Whats a superman plaket ?


----------



## VictorP (Jun 5, 2012)

A superman plakat is a line of fighter plakats. Our forum doesn't support betta fighting.


----------



## HookedOnBettas (Jul 23, 2012)

I don't fight bettas. 
I just wanted to know what it was.
Because I see people sell them .


----------



## dramaqueen (Jul 7, 2008)

Nothing wrong with asking questions.


----------



## mplsmommy (Aug 4, 2012)

I know that the MN Betta Shop was extremely excited to get a shipment in around labor day. I was curious what their difference was too. I mostly thought it was because every one of them was red, white, and blue like superman lol


----------



## toad (Jul 17, 2012)

Now, I don't want to post anything that will get me into trouble, but... I googled Superman Plakat Fish, and what came up is sickening.

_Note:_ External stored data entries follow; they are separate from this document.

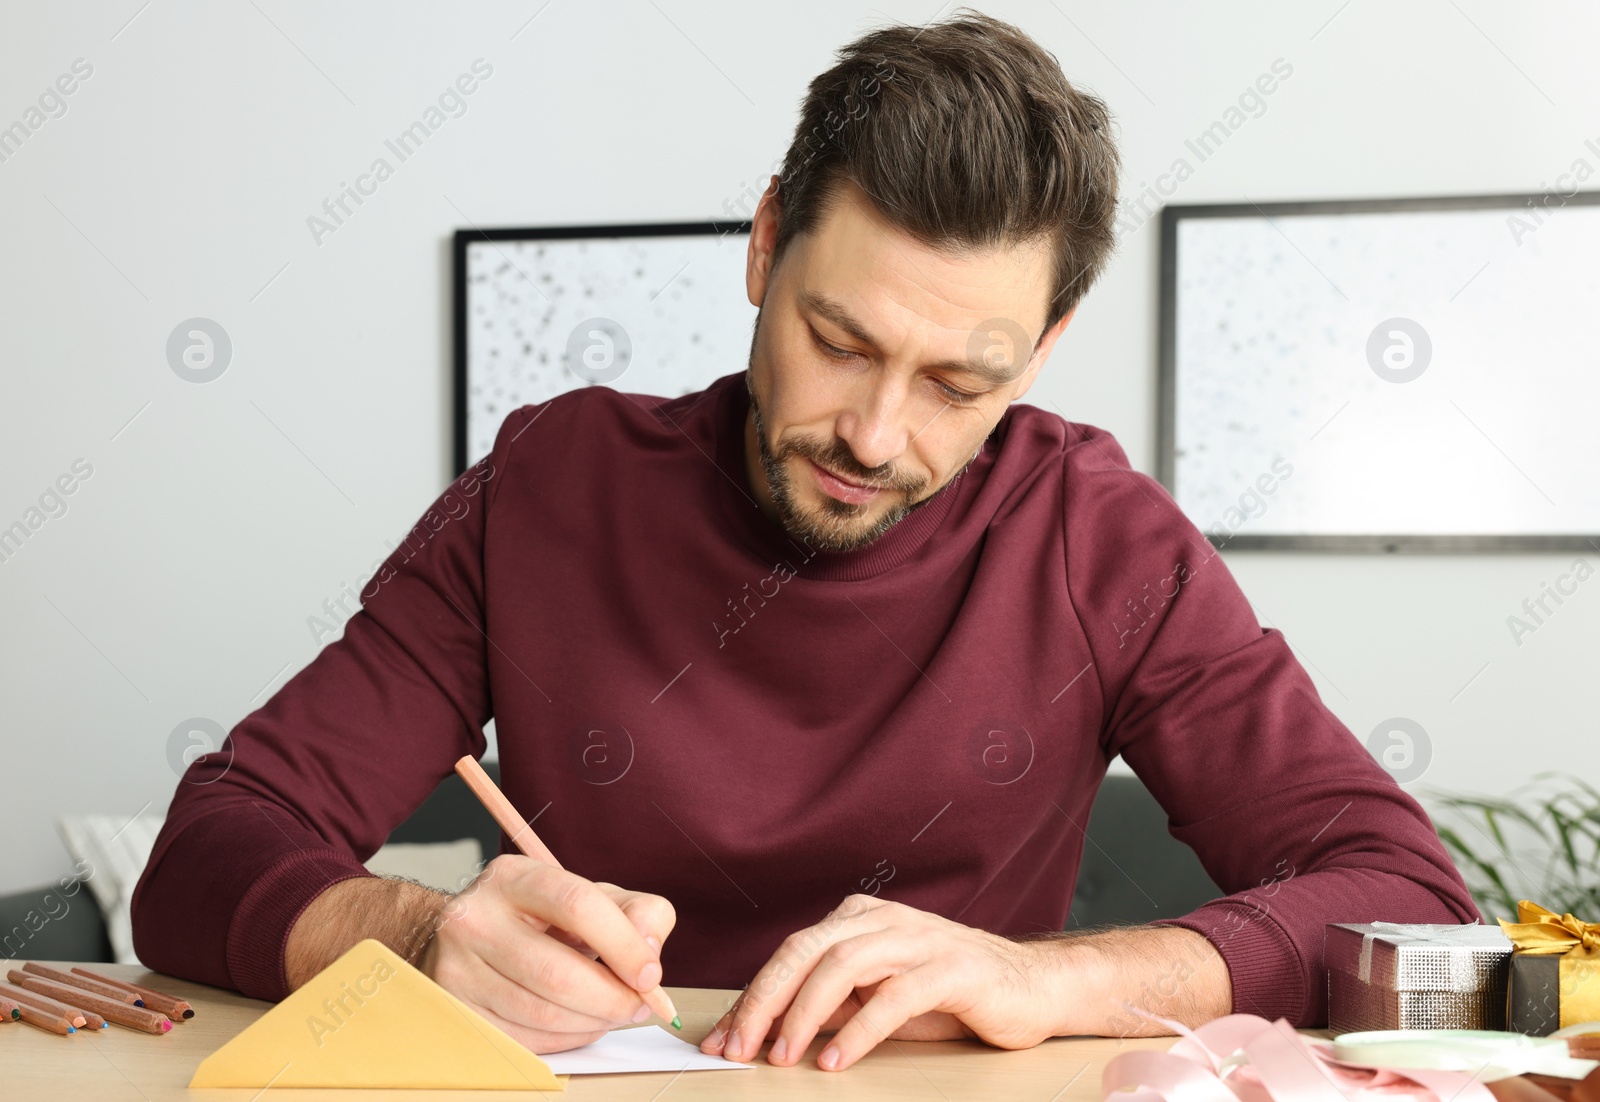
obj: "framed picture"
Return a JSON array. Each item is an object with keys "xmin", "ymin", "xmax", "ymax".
[
  {"xmin": 1158, "ymin": 191, "xmax": 1600, "ymax": 552},
  {"xmin": 452, "ymin": 221, "xmax": 755, "ymax": 474}
]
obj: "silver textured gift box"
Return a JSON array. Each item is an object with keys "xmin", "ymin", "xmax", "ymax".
[{"xmin": 1326, "ymin": 922, "xmax": 1513, "ymax": 1034}]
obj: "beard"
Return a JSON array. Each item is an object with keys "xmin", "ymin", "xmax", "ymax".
[{"xmin": 743, "ymin": 313, "xmax": 983, "ymax": 553}]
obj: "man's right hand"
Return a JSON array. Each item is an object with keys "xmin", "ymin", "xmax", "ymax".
[
  {"xmin": 420, "ymin": 855, "xmax": 677, "ymax": 1052},
  {"xmin": 284, "ymin": 855, "xmax": 676, "ymax": 1054}
]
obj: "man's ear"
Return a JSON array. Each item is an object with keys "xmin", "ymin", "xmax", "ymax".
[
  {"xmin": 1010, "ymin": 305, "xmax": 1077, "ymax": 402},
  {"xmin": 746, "ymin": 174, "xmax": 782, "ymax": 309}
]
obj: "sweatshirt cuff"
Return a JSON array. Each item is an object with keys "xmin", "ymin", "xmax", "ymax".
[
  {"xmin": 1151, "ymin": 900, "xmax": 1308, "ymax": 1025},
  {"xmin": 225, "ymin": 846, "xmax": 372, "ymax": 1002}
]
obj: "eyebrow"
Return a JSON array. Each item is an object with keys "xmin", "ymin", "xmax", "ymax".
[{"xmin": 797, "ymin": 289, "xmax": 1032, "ymax": 386}]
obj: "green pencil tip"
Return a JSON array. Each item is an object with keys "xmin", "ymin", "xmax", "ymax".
[{"xmin": 671, "ymin": 1016, "xmax": 682, "ymax": 1031}]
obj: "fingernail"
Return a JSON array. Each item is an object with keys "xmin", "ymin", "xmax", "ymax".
[
  {"xmin": 819, "ymin": 1045, "xmax": 840, "ymax": 1070},
  {"xmin": 770, "ymin": 1037, "xmax": 788, "ymax": 1063},
  {"xmin": 645, "ymin": 935, "xmax": 661, "ymax": 951},
  {"xmin": 704, "ymin": 1025, "xmax": 725, "ymax": 1050},
  {"xmin": 636, "ymin": 961, "xmax": 662, "ymax": 989},
  {"xmin": 631, "ymin": 1004, "xmax": 652, "ymax": 1024},
  {"xmin": 726, "ymin": 1031, "xmax": 744, "ymax": 1060}
]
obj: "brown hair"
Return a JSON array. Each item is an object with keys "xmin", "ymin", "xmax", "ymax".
[{"xmin": 772, "ymin": 8, "xmax": 1121, "ymax": 333}]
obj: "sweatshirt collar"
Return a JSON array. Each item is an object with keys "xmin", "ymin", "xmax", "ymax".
[{"xmin": 710, "ymin": 372, "xmax": 969, "ymax": 583}]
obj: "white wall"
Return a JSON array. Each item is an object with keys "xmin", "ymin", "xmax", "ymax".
[{"xmin": 3, "ymin": 0, "xmax": 1594, "ymax": 895}]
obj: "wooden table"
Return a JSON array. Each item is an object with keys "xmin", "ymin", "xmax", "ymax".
[{"xmin": 4, "ymin": 961, "xmax": 1183, "ymax": 1100}]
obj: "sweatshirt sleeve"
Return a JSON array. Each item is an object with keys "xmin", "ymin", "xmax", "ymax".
[
  {"xmin": 131, "ymin": 404, "xmax": 536, "ymax": 1001},
  {"xmin": 1062, "ymin": 428, "xmax": 1479, "ymax": 1027}
]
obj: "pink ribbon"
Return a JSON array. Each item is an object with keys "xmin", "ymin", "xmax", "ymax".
[{"xmin": 1101, "ymin": 1013, "xmax": 1495, "ymax": 1102}]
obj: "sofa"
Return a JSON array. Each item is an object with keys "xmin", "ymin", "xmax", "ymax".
[{"xmin": 0, "ymin": 767, "xmax": 1220, "ymax": 965}]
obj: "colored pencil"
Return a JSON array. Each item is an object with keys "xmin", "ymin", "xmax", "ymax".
[
  {"xmin": 7, "ymin": 974, "xmax": 171, "ymax": 1034},
  {"xmin": 0, "ymin": 982, "xmax": 96, "ymax": 1028},
  {"xmin": 16, "ymin": 1003, "xmax": 75, "ymax": 1035},
  {"xmin": 70, "ymin": 967, "xmax": 193, "ymax": 1020},
  {"xmin": 22, "ymin": 962, "xmax": 141, "ymax": 1005},
  {"xmin": 453, "ymin": 755, "xmax": 682, "ymax": 1030},
  {"xmin": 0, "ymin": 996, "xmax": 20, "ymax": 1020},
  {"xmin": 454, "ymin": 756, "xmax": 562, "ymax": 866}
]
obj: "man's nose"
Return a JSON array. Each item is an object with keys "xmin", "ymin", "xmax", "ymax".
[{"xmin": 836, "ymin": 380, "xmax": 912, "ymax": 474}]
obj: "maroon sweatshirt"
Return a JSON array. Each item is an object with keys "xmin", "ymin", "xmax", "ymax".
[{"xmin": 131, "ymin": 370, "xmax": 1476, "ymax": 1025}]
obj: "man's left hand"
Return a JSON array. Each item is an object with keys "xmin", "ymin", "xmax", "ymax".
[{"xmin": 698, "ymin": 894, "xmax": 1066, "ymax": 1071}]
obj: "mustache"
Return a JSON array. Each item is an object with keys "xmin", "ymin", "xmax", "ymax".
[{"xmin": 779, "ymin": 436, "xmax": 923, "ymax": 493}]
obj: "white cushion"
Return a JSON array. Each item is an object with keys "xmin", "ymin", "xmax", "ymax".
[
  {"xmin": 56, "ymin": 813, "xmax": 482, "ymax": 965},
  {"xmin": 56, "ymin": 812, "xmax": 165, "ymax": 965}
]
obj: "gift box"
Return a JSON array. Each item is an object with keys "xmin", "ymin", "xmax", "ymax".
[
  {"xmin": 1499, "ymin": 900, "xmax": 1600, "ymax": 1036},
  {"xmin": 1326, "ymin": 921, "xmax": 1514, "ymax": 1034}
]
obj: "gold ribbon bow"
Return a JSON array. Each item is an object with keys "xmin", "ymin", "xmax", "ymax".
[
  {"xmin": 1498, "ymin": 900, "xmax": 1600, "ymax": 958},
  {"xmin": 1498, "ymin": 900, "xmax": 1600, "ymax": 1028}
]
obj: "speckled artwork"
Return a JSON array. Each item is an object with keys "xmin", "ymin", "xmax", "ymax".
[
  {"xmin": 463, "ymin": 230, "xmax": 755, "ymax": 467},
  {"xmin": 1173, "ymin": 203, "xmax": 1600, "ymax": 537}
]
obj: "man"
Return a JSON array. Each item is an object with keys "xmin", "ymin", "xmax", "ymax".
[{"xmin": 133, "ymin": 10, "xmax": 1477, "ymax": 1073}]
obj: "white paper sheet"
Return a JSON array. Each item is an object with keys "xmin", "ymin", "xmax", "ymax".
[{"xmin": 541, "ymin": 1026, "xmax": 755, "ymax": 1076}]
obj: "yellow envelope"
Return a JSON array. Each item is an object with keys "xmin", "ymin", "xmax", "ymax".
[{"xmin": 190, "ymin": 939, "xmax": 563, "ymax": 1090}]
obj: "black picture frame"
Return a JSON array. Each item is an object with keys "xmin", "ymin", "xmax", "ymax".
[
  {"xmin": 1157, "ymin": 191, "xmax": 1600, "ymax": 553},
  {"xmin": 451, "ymin": 220, "xmax": 752, "ymax": 477}
]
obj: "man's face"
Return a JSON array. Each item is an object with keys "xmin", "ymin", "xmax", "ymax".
[{"xmin": 742, "ymin": 177, "xmax": 1071, "ymax": 552}]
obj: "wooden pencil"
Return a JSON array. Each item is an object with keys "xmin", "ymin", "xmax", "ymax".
[
  {"xmin": 0, "ymin": 982, "xmax": 96, "ymax": 1028},
  {"xmin": 16, "ymin": 1003, "xmax": 76, "ymax": 1035},
  {"xmin": 7, "ymin": 974, "xmax": 170, "ymax": 1034},
  {"xmin": 22, "ymin": 962, "xmax": 141, "ymax": 1005},
  {"xmin": 71, "ymin": 967, "xmax": 194, "ymax": 1020},
  {"xmin": 454, "ymin": 756, "xmax": 563, "ymax": 866},
  {"xmin": 453, "ymin": 755, "xmax": 681, "ymax": 1030},
  {"xmin": 0, "ymin": 996, "xmax": 20, "ymax": 1021}
]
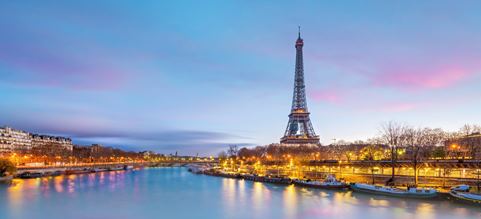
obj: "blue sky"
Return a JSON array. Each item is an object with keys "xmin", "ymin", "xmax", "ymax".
[{"xmin": 1, "ymin": 1, "xmax": 481, "ymax": 155}]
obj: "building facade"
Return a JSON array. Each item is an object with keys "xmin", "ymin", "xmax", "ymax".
[
  {"xmin": 0, "ymin": 126, "xmax": 32, "ymax": 153},
  {"xmin": 31, "ymin": 134, "xmax": 73, "ymax": 151},
  {"xmin": 444, "ymin": 132, "xmax": 481, "ymax": 159},
  {"xmin": 0, "ymin": 126, "xmax": 73, "ymax": 153}
]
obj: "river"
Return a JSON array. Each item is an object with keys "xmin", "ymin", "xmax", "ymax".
[{"xmin": 0, "ymin": 167, "xmax": 480, "ymax": 219}]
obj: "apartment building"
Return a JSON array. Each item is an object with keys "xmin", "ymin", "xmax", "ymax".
[{"xmin": 0, "ymin": 126, "xmax": 73, "ymax": 153}]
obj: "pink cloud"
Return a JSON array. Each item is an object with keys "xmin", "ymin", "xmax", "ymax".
[
  {"xmin": 309, "ymin": 89, "xmax": 343, "ymax": 104},
  {"xmin": 380, "ymin": 102, "xmax": 420, "ymax": 112},
  {"xmin": 304, "ymin": 32, "xmax": 481, "ymax": 93},
  {"xmin": 373, "ymin": 65, "xmax": 473, "ymax": 90},
  {"xmin": 351, "ymin": 101, "xmax": 423, "ymax": 114}
]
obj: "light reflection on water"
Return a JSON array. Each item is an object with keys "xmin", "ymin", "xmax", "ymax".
[
  {"xmin": 0, "ymin": 168, "xmax": 480, "ymax": 219},
  {"xmin": 283, "ymin": 185, "xmax": 297, "ymax": 218}
]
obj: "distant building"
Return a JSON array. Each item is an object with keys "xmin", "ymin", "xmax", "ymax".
[
  {"xmin": 140, "ymin": 151, "xmax": 155, "ymax": 156},
  {"xmin": 444, "ymin": 132, "xmax": 481, "ymax": 159},
  {"xmin": 0, "ymin": 126, "xmax": 73, "ymax": 153},
  {"xmin": 0, "ymin": 126, "xmax": 32, "ymax": 153},
  {"xmin": 90, "ymin": 144, "xmax": 113, "ymax": 156},
  {"xmin": 31, "ymin": 134, "xmax": 73, "ymax": 151},
  {"xmin": 73, "ymin": 144, "xmax": 116, "ymax": 158}
]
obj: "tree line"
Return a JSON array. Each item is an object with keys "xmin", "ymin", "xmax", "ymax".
[{"xmin": 1, "ymin": 144, "xmax": 164, "ymax": 165}]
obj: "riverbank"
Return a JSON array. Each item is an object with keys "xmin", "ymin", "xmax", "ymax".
[
  {"xmin": 9, "ymin": 161, "xmax": 207, "ymax": 180},
  {"xmin": 10, "ymin": 163, "xmax": 145, "ymax": 180},
  {"xmin": 0, "ymin": 176, "xmax": 13, "ymax": 183},
  {"xmin": 195, "ymin": 167, "xmax": 481, "ymax": 205}
]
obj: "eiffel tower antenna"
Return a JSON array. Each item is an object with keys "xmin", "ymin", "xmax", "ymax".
[{"xmin": 280, "ymin": 28, "xmax": 320, "ymax": 145}]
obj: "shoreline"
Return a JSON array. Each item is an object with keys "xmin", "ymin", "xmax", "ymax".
[
  {"xmin": 194, "ymin": 167, "xmax": 481, "ymax": 204},
  {"xmin": 10, "ymin": 163, "xmax": 146, "ymax": 180},
  {"xmin": 7, "ymin": 162, "xmax": 199, "ymax": 181}
]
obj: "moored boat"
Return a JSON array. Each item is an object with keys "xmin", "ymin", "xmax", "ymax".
[
  {"xmin": 123, "ymin": 165, "xmax": 134, "ymax": 170},
  {"xmin": 108, "ymin": 166, "xmax": 124, "ymax": 171},
  {"xmin": 449, "ymin": 185, "xmax": 481, "ymax": 204},
  {"xmin": 92, "ymin": 167, "xmax": 109, "ymax": 172},
  {"xmin": 17, "ymin": 172, "xmax": 43, "ymax": 179},
  {"xmin": 66, "ymin": 168, "xmax": 92, "ymax": 175},
  {"xmin": 260, "ymin": 175, "xmax": 292, "ymax": 184},
  {"xmin": 44, "ymin": 170, "xmax": 63, "ymax": 177},
  {"xmin": 450, "ymin": 184, "xmax": 470, "ymax": 192},
  {"xmin": 351, "ymin": 183, "xmax": 438, "ymax": 198},
  {"xmin": 187, "ymin": 164, "xmax": 209, "ymax": 174},
  {"xmin": 449, "ymin": 190, "xmax": 481, "ymax": 204},
  {"xmin": 219, "ymin": 171, "xmax": 241, "ymax": 179},
  {"xmin": 242, "ymin": 173, "xmax": 257, "ymax": 181},
  {"xmin": 243, "ymin": 174, "xmax": 291, "ymax": 184},
  {"xmin": 294, "ymin": 175, "xmax": 349, "ymax": 189},
  {"xmin": 202, "ymin": 169, "xmax": 240, "ymax": 178}
]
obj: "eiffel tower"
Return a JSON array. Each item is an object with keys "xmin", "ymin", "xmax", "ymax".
[{"xmin": 280, "ymin": 28, "xmax": 320, "ymax": 145}]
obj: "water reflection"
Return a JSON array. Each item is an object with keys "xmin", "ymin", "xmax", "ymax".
[
  {"xmin": 368, "ymin": 198, "xmax": 390, "ymax": 207},
  {"xmin": 238, "ymin": 179, "xmax": 246, "ymax": 203},
  {"xmin": 4, "ymin": 171, "xmax": 131, "ymax": 204},
  {"xmin": 68, "ymin": 175, "xmax": 76, "ymax": 193},
  {"xmin": 221, "ymin": 178, "xmax": 237, "ymax": 217},
  {"xmin": 283, "ymin": 185, "xmax": 297, "ymax": 219},
  {"xmin": 1, "ymin": 168, "xmax": 480, "ymax": 219},
  {"xmin": 54, "ymin": 176, "xmax": 64, "ymax": 193},
  {"xmin": 6, "ymin": 179, "xmax": 24, "ymax": 214},
  {"xmin": 416, "ymin": 203, "xmax": 435, "ymax": 219},
  {"xmin": 251, "ymin": 181, "xmax": 270, "ymax": 217}
]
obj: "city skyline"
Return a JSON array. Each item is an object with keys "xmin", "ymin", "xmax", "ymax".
[{"xmin": 1, "ymin": 1, "xmax": 481, "ymax": 155}]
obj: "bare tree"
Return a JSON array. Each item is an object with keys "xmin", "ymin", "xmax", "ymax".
[
  {"xmin": 353, "ymin": 140, "xmax": 365, "ymax": 144},
  {"xmin": 327, "ymin": 140, "xmax": 346, "ymax": 177},
  {"xmin": 328, "ymin": 144, "xmax": 344, "ymax": 161},
  {"xmin": 403, "ymin": 127, "xmax": 446, "ymax": 186},
  {"xmin": 459, "ymin": 124, "xmax": 481, "ymax": 136},
  {"xmin": 402, "ymin": 127, "xmax": 419, "ymax": 185},
  {"xmin": 227, "ymin": 145, "xmax": 239, "ymax": 158},
  {"xmin": 423, "ymin": 128, "xmax": 445, "ymax": 148},
  {"xmin": 379, "ymin": 121, "xmax": 406, "ymax": 185}
]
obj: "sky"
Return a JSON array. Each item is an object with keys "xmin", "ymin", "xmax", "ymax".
[{"xmin": 1, "ymin": 1, "xmax": 481, "ymax": 155}]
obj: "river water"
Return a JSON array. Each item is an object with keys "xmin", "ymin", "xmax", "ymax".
[{"xmin": 0, "ymin": 167, "xmax": 480, "ymax": 219}]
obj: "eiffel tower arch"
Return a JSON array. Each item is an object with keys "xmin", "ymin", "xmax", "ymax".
[{"xmin": 280, "ymin": 28, "xmax": 320, "ymax": 145}]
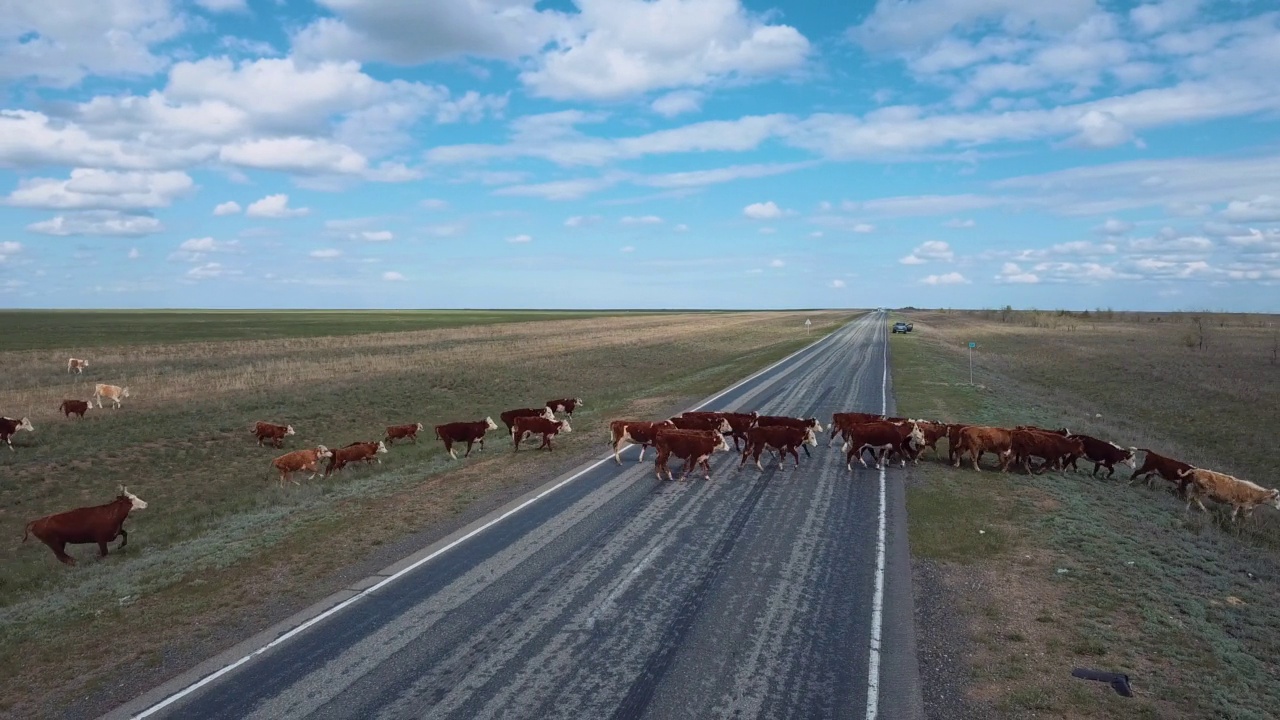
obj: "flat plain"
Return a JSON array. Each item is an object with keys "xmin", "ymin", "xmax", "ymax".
[
  {"xmin": 892, "ymin": 310, "xmax": 1280, "ymax": 720},
  {"xmin": 0, "ymin": 309, "xmax": 852, "ymax": 720}
]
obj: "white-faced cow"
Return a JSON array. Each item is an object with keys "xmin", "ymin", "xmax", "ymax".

Here I always thought "superman" fish were red, white and blue


----------



## homegrown terror (Aug 6, 2012)

toad said:


> Now, I don't want to post anything that will get me into trouble, but... I googled Superman Plakat Fish, and what came up is sickening.
> 
> Here I always thought "superman" fish were red, white and blue


those are called Thai Flag bettas.


----------



## whimsicalbrainpan (Aug 4, 2012)

This is... Sometimes I really dislike human beings. I was able to have one video up long enough to flag it as inappropriate.


----------



## Kitty Whiskers (Sep 28, 2009)

OMG...:shock: The one site I saw said " Fighting bettas is a cool game. Please enjoy and do it with love. Winning or losing is only result. Betta fighters are Great Fish!"

UGH TERRIBLE!*u fight with a brave heart like them? *


----------